The blood rushed to Mattie's face, and just as her mouth dropped open to fling an insult at him, he slid his eyes evenly over to the barrel at the side of the house. "A cup of that cool rain water." And he smiled wickedly.
She snapped her mouth shut, and he looked down and kicked the dust off his shoes, pretending not to notice her embarrassment.
"Yup, a scorcher like today is enough to make a man's throat just curl up and die." And he looked up innocently.

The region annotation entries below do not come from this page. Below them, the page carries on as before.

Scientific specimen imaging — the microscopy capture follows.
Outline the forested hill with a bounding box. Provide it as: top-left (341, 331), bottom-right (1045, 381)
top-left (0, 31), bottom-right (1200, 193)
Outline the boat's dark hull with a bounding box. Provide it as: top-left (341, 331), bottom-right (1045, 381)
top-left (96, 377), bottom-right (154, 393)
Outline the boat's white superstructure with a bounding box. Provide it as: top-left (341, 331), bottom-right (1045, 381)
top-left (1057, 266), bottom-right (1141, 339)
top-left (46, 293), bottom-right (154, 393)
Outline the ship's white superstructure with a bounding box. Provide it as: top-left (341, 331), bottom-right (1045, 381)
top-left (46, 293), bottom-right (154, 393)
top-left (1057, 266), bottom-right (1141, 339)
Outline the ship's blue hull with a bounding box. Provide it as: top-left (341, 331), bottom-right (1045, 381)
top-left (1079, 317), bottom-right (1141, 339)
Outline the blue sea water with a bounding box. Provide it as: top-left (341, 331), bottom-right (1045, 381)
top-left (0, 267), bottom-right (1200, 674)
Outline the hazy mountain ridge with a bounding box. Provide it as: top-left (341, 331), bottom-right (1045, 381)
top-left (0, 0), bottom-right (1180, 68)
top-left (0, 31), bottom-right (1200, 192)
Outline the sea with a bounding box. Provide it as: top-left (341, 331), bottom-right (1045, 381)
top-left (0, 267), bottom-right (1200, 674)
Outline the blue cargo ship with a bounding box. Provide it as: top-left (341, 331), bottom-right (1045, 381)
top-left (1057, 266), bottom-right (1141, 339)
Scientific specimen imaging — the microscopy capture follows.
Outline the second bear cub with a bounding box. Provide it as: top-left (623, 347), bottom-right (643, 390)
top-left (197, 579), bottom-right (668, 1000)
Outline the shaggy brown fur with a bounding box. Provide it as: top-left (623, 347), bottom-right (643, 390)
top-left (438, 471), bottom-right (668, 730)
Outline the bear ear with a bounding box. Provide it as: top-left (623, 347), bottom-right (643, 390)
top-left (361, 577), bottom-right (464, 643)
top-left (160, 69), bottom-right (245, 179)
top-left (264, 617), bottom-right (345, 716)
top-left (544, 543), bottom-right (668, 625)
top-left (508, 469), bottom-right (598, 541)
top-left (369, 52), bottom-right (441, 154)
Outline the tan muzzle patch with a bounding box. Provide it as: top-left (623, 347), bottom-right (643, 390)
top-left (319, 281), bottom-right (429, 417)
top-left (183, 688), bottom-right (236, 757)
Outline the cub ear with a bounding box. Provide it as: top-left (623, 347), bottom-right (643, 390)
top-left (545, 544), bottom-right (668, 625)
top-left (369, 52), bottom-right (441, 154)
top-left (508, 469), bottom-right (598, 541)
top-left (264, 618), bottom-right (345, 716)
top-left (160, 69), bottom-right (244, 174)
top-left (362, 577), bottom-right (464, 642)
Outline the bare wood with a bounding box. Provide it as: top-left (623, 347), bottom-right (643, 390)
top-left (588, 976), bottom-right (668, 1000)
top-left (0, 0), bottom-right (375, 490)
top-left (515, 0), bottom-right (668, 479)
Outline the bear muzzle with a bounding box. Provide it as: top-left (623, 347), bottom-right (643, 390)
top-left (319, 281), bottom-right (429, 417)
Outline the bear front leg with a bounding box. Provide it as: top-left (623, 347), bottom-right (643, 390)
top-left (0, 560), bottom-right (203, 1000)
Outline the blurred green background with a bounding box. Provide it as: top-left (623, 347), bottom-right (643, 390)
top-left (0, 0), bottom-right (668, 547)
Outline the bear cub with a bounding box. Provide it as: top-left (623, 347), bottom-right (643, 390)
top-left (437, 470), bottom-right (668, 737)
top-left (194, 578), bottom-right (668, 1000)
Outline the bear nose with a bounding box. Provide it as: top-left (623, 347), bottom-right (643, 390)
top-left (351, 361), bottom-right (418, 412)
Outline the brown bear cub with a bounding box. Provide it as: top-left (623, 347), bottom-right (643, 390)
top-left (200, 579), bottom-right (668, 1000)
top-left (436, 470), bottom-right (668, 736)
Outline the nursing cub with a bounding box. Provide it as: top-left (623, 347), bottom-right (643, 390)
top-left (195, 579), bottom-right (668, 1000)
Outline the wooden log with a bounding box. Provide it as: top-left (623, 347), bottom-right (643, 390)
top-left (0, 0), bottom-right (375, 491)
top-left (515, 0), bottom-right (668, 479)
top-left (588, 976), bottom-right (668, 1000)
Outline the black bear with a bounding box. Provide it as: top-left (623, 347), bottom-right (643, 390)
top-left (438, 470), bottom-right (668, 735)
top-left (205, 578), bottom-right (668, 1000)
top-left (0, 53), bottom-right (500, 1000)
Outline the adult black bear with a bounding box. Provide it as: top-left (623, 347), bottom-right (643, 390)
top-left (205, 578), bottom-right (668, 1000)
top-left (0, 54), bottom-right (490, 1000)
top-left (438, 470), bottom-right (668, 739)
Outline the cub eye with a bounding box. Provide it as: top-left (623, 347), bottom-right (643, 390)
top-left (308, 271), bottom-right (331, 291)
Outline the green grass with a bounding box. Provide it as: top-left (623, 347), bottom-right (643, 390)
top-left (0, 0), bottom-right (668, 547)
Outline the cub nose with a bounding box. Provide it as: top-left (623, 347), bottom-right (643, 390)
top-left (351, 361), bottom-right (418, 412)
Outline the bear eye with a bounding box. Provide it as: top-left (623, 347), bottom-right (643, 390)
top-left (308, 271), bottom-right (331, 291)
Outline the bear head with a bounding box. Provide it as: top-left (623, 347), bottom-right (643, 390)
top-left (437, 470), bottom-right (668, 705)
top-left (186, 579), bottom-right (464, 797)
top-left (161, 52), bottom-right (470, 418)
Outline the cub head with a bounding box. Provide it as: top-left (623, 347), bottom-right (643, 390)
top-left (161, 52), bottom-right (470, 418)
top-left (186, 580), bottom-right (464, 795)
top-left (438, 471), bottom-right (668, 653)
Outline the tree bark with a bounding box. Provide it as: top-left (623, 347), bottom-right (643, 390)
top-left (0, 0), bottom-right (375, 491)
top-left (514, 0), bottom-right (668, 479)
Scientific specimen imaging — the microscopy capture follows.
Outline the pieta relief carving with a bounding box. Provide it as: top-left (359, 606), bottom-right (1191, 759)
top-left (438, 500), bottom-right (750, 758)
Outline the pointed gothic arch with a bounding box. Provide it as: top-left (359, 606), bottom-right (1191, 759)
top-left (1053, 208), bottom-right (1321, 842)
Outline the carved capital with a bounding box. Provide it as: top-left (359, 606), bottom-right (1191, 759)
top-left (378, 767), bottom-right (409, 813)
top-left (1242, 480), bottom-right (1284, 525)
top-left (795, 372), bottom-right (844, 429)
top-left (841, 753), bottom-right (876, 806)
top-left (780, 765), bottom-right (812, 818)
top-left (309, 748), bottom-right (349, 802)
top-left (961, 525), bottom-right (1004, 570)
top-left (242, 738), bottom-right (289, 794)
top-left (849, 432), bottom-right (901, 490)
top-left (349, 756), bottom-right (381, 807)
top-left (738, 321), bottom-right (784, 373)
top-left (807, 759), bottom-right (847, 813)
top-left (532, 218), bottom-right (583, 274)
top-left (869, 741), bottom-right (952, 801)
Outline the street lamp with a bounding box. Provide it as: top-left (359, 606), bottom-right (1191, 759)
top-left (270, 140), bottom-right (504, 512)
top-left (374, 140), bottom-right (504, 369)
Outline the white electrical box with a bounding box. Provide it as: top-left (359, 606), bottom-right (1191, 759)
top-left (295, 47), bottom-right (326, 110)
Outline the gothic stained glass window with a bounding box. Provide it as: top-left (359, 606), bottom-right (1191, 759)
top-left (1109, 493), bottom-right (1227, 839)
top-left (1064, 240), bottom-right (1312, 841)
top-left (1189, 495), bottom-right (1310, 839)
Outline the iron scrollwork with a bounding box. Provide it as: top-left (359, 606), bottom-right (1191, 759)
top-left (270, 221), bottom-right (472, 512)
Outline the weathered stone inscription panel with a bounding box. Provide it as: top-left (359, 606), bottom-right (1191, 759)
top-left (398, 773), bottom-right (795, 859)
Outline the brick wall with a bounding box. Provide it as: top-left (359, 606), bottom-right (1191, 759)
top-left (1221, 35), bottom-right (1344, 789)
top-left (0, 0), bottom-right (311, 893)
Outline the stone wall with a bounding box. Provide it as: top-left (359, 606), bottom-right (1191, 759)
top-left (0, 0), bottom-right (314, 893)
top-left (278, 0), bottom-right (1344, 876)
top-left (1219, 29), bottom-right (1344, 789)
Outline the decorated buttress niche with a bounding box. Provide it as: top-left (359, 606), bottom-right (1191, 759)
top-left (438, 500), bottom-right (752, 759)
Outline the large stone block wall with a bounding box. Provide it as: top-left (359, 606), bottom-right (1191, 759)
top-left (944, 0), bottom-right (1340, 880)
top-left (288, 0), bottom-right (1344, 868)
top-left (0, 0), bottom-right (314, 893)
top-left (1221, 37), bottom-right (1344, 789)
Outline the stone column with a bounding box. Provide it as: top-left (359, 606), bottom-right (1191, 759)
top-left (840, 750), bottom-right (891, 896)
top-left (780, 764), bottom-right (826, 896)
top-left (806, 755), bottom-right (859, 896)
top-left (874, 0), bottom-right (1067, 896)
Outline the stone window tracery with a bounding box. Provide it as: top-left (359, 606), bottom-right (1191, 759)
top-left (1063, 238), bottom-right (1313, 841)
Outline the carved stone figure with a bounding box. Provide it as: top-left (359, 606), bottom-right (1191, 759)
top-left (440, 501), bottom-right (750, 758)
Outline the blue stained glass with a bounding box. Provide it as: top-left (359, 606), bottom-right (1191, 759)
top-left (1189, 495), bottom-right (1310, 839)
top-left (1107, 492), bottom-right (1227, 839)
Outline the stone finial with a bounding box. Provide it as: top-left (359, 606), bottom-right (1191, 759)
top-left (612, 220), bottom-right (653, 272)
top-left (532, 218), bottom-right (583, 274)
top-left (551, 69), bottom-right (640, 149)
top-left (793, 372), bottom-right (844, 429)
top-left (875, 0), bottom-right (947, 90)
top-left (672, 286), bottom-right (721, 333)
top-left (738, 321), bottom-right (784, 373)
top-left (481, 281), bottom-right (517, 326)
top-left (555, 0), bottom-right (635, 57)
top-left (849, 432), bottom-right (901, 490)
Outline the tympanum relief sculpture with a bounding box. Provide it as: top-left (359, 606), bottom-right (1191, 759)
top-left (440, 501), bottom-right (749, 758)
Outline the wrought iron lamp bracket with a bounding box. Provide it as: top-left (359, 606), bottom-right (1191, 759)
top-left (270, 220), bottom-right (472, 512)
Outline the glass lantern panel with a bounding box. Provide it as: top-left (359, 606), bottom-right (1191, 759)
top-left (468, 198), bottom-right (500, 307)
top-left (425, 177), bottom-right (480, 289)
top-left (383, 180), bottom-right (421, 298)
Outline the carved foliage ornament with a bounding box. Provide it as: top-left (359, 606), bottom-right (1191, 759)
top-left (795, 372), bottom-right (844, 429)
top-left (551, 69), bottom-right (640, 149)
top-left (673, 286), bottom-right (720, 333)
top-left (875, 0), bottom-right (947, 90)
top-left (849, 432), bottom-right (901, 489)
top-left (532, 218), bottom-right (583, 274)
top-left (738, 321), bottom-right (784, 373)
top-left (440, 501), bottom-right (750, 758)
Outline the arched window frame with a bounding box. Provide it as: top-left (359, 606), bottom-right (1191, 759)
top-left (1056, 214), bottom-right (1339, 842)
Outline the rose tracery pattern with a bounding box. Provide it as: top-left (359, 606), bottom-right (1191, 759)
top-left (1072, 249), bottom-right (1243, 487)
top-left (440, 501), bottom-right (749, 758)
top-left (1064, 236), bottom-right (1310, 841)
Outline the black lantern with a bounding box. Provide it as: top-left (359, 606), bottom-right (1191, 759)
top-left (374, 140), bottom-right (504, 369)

Mattie threw her feed pan down and walked sulkily to the rain barrel. Butch intently watched the circular movements of her high round behind under the thin summer dress, and he followed her rising hemline over the large dark calves when she bent to dip the water. But when she turned around, he was closely inspecting a snap on his overalls.
"Here's your water." She almost threw it at him. "I couldn't even deny a dog a drink on a day like today, but when you done drunk it, you better be gettin' on to wherever you was gettin' before you stopped."
"Lord, you Michael women got the sharpest tongues in the county, but I guess a man could die in a lot worst ways than being cut to death by such a beautiful mouth." And he threw his head back and drank the water.
Mattie watched the movement of the water as it passed down his long throat, and she reluctantly admired the strong brown contours in his neck and arms. His skin looked as if it had sparks of fire in it, and the sun played against the red highlights in his body. He had clean, good-natured lines in his movements which seemed to say to everyone-I'm here and ain't complaining about it, so why are you?
"Thank you, Miz Mattie, mam." He handed the cup back to her with a special smile that beckoned friendship on the basis of the secret joke they now shared between them.